Generatate Zipf distributed data

Based on

  • David J. Schwab, Ilya Nemenman, Pankaj Mehta: Zipf's law and criticality in multivariate data without fine-tuning
In [1]:
%pylab inline
from numba import jit, vectorize, float64, int32
Populating the interactive namespace from numpy and matplotlib

Parameter values

In [2]:
N = 26        # number of spins (bits) 
C = 2**(N-4)  # number of draws
h = 2**randn(N)  # local magnetic field at each bit ($h_i$ in the paper)

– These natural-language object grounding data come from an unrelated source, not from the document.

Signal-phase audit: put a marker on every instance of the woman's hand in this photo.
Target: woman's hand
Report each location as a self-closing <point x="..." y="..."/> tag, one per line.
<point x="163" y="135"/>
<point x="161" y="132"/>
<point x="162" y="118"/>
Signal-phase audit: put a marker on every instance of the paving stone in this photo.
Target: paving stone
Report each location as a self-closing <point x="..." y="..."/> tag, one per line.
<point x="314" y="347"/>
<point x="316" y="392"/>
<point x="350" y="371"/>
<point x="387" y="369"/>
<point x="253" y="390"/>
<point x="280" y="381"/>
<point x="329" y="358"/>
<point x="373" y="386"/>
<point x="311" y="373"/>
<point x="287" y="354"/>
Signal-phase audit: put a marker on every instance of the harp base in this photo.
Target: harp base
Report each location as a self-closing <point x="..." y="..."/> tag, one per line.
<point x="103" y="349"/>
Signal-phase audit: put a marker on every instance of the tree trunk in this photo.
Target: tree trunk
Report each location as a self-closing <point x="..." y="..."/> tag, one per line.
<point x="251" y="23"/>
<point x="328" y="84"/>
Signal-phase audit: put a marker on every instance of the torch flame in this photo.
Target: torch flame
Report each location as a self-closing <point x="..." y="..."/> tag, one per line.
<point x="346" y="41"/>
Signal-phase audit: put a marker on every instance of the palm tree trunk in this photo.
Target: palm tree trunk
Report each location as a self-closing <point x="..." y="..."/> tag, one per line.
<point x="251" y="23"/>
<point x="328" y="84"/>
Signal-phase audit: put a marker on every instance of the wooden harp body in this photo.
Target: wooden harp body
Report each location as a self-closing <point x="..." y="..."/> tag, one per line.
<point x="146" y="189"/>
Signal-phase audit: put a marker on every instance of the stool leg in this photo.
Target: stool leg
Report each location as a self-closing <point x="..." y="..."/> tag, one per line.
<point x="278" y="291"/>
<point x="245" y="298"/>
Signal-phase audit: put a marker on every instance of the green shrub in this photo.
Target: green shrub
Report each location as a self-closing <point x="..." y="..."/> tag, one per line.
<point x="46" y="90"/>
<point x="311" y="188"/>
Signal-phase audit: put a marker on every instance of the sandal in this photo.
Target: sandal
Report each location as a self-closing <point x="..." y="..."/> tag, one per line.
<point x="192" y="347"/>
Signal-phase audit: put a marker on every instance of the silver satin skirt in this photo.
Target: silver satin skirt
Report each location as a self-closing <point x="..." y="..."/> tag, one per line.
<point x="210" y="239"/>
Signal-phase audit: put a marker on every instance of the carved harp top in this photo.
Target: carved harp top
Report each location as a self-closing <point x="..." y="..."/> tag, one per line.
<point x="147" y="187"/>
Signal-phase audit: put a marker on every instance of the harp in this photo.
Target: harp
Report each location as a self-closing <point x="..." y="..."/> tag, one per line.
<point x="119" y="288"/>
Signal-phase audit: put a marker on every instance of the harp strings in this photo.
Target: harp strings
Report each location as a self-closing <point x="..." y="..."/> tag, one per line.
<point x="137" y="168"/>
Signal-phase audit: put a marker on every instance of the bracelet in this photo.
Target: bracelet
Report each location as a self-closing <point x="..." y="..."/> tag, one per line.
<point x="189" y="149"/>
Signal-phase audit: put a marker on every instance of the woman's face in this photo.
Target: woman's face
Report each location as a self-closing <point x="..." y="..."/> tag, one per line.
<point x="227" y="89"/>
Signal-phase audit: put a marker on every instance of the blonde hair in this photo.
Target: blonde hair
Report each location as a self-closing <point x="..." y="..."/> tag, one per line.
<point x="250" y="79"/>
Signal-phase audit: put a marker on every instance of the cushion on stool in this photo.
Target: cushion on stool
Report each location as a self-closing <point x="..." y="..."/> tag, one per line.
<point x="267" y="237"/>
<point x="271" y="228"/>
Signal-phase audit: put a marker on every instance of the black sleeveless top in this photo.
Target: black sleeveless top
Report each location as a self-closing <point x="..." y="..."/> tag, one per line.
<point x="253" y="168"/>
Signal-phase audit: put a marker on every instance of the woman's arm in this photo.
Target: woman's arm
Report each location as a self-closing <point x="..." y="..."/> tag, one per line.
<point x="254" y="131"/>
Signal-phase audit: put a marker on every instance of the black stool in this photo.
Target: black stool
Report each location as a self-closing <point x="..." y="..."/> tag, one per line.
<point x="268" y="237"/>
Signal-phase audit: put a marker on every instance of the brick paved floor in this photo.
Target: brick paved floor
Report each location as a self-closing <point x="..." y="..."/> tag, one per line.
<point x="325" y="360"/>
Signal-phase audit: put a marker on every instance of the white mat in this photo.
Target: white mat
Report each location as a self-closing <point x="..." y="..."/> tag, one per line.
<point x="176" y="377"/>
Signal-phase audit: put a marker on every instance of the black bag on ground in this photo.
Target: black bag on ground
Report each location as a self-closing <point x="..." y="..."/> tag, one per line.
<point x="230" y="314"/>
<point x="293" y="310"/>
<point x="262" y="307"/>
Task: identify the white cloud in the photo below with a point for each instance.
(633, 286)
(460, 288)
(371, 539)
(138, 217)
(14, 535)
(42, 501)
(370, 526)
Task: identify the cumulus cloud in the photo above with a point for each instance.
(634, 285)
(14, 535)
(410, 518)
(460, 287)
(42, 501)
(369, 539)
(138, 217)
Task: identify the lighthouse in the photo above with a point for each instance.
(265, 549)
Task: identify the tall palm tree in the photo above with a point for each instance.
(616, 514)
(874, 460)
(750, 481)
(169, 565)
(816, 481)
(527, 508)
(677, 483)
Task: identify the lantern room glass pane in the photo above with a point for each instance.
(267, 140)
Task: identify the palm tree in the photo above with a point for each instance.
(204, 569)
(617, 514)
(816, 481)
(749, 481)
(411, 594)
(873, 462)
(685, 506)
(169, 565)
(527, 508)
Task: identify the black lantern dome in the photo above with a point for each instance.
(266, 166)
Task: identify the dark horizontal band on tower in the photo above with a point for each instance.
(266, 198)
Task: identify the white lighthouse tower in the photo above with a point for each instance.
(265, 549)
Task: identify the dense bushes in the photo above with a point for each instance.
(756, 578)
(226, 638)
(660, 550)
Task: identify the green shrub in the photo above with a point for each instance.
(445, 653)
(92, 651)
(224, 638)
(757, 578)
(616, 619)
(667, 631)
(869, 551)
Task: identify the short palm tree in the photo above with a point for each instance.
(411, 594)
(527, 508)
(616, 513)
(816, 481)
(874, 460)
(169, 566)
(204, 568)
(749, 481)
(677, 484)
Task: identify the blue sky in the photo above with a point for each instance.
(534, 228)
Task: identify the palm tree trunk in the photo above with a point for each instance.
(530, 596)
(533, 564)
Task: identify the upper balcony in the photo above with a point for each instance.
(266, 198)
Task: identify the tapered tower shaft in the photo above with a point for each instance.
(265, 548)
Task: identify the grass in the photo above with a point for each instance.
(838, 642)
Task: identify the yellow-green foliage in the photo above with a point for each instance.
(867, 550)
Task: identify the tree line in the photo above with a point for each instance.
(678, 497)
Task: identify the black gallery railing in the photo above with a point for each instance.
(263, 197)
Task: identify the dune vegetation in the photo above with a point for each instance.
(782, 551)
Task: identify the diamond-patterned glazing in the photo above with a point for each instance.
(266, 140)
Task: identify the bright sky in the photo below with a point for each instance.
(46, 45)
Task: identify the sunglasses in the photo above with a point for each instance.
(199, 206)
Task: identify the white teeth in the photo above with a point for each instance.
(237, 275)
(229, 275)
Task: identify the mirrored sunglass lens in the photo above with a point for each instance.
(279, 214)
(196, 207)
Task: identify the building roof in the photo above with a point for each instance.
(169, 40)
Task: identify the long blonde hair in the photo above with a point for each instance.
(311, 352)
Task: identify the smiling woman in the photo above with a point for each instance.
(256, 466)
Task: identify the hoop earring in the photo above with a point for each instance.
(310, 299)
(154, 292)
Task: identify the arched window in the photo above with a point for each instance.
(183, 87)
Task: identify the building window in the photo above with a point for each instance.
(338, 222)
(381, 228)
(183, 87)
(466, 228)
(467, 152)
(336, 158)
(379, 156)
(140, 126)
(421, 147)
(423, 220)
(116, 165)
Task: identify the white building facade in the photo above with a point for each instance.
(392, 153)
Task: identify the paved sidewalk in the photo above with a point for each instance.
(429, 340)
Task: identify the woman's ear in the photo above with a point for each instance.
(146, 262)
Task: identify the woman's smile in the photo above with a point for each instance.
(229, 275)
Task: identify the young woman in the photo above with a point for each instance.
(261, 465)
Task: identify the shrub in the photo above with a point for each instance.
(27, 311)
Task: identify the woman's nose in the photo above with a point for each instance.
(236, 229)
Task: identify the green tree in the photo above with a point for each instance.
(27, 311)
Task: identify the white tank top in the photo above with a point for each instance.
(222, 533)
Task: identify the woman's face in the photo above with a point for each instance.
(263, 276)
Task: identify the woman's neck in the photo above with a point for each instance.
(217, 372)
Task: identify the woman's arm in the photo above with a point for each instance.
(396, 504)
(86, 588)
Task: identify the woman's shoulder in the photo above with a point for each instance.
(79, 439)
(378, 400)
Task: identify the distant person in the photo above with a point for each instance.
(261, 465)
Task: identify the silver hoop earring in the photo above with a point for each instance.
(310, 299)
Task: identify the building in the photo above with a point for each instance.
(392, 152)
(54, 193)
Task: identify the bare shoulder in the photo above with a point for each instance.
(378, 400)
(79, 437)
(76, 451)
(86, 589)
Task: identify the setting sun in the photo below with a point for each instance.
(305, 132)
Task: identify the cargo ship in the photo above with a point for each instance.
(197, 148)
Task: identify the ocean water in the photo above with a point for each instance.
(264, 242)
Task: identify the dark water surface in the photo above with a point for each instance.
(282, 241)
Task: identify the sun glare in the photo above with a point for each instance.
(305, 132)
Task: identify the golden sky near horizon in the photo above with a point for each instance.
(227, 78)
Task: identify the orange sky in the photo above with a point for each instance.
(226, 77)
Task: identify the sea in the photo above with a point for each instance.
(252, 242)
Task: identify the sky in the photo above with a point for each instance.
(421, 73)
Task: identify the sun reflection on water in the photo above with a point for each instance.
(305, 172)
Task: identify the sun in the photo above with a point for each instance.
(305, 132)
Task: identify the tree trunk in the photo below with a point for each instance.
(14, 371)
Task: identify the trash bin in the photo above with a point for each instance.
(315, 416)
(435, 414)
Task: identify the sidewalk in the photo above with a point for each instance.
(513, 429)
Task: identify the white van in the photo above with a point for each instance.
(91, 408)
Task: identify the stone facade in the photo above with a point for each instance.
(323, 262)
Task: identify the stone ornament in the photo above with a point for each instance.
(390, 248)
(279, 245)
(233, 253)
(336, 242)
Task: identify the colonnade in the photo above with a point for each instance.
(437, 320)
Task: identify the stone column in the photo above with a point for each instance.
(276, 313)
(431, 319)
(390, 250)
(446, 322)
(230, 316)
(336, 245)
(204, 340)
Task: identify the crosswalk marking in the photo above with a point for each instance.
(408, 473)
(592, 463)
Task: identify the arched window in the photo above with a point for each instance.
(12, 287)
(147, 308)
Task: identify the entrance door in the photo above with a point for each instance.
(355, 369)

Pack bit vector into an integer for efficient frequency counting.

In [3]:
def pack(xs):
    r = 0
    for x in xs:
        r <<= 1
        r |= x
    return r

Sample spins at a given inverse temperature.

In [4]:
def sample(beta):
    p = exp(H)/(2*cosh(H))
    return pack(rand(N) < p)

Sample spins at random inverse temperatures and tally configuration frequencies.

In [5]:
%time d = bincount(sample(randn(C)))
CPU times: user 8.61 s, sys: 523 ms, total: 9.14 s
Wall time: 9.14 s

Rank-frequency log-log plot.

In [6]:
loglog(sorted(d[d>0], reverse=True),basex=2,basey=2)
[<matplotlib.lines.Line2D at 0x7f61348a8090>]